I was even feeling a little sad to leave Kabul Military Training Center today after spending the day there with the Nebraska National Guard. Even though those guys are from Nebraska who knows if I will see them again when we are all back. I actually spent the majority of the day with Cpt. Scott Geary of Lincoln and Staff Sgt. Chris Sterns of Sutton. They were out at the range with their kandak (or battalion) as the soldiers of the Afghan National Army ran through training exercises with their AK-47s. I strapped on a ANA helmet and some earplugs and followed behind them as they ran forward in alternating pairs toward their target. It was actually a pretty strange vision: the ANA soldiers crouched down moving forward with their AKs, Staff Sgt. Stearns holding his rifle, and then me armed and ready with my finger on the trigger of my Nikon. Don't mess with me, man!

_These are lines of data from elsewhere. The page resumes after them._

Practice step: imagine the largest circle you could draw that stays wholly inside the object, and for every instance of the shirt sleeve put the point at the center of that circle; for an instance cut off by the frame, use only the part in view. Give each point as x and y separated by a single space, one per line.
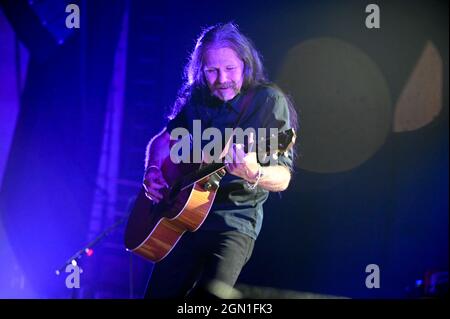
277 116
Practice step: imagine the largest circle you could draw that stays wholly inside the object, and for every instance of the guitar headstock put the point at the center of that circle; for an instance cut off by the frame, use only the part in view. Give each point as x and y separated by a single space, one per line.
284 141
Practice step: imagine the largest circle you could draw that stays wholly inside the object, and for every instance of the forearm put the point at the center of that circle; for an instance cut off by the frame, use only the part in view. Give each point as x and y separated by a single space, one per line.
158 149
275 178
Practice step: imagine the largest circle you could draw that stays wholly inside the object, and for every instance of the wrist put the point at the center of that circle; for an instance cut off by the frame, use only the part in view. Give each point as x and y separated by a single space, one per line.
148 168
254 183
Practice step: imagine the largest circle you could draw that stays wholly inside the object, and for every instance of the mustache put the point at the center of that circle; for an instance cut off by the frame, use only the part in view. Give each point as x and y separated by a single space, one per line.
227 85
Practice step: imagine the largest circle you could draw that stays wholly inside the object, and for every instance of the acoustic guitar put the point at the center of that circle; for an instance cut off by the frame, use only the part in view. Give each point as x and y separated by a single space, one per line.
153 230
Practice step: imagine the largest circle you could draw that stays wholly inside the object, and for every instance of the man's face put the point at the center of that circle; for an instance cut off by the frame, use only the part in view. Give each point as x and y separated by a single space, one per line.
224 72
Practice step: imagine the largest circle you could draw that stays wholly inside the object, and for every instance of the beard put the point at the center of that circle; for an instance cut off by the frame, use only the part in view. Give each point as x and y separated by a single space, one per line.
217 90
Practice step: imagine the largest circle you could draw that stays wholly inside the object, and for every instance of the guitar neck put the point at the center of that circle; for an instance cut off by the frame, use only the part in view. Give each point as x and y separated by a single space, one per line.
202 172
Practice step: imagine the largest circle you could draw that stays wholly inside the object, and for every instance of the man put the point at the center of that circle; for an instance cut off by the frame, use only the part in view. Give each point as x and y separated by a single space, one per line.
224 71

Then after spotting an explosion not too far off we checked it out. The French military was out there detonating land mines. They let us hang out and watch an explosion with front row seats. Another typical day in Kabul for us, huh?

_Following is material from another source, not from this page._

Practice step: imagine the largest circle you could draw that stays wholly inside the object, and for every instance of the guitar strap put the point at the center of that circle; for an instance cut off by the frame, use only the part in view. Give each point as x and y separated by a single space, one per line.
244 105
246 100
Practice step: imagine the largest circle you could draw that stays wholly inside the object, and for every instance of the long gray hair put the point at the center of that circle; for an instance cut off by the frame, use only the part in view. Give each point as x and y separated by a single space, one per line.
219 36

But, again it's the little things that stick out. Like I had no idea that the guys at KMTC were reading this blog. Hell, we didn't really think anyone was reading it. But when we showed up there today I can't even tell you how many guys asked if I was feeling better. (I guess they read it.) Or what a great relationship Cpt. Scott Geary has formed with his interpreter Qaseem who was proudly wearing a red long sleeve Husker t-shirt today. I asked him where he got it and he motioned at Cpt. Geary with a smile on his face. Or Lt. Mark Ruiz of Florida who tirelessly showed us all around for the two days we spent at KMTC (and fed us some darn good ol' American food that these Afghan-converted stomachs sure appreciated.) But when people like Staff Sgt. Chris Sterns shows you photos on his computer of his wife and two daughters, sitting on the front lawn, or at a pumpkin patch, or his daughter in dance class, you feel privileged to be invited into people's lives, as we have this entire trip. And those are the kind of experiences that probably won't be a story or photo in the newspaper, but make saying goodbye to Kabul and this experience difficult.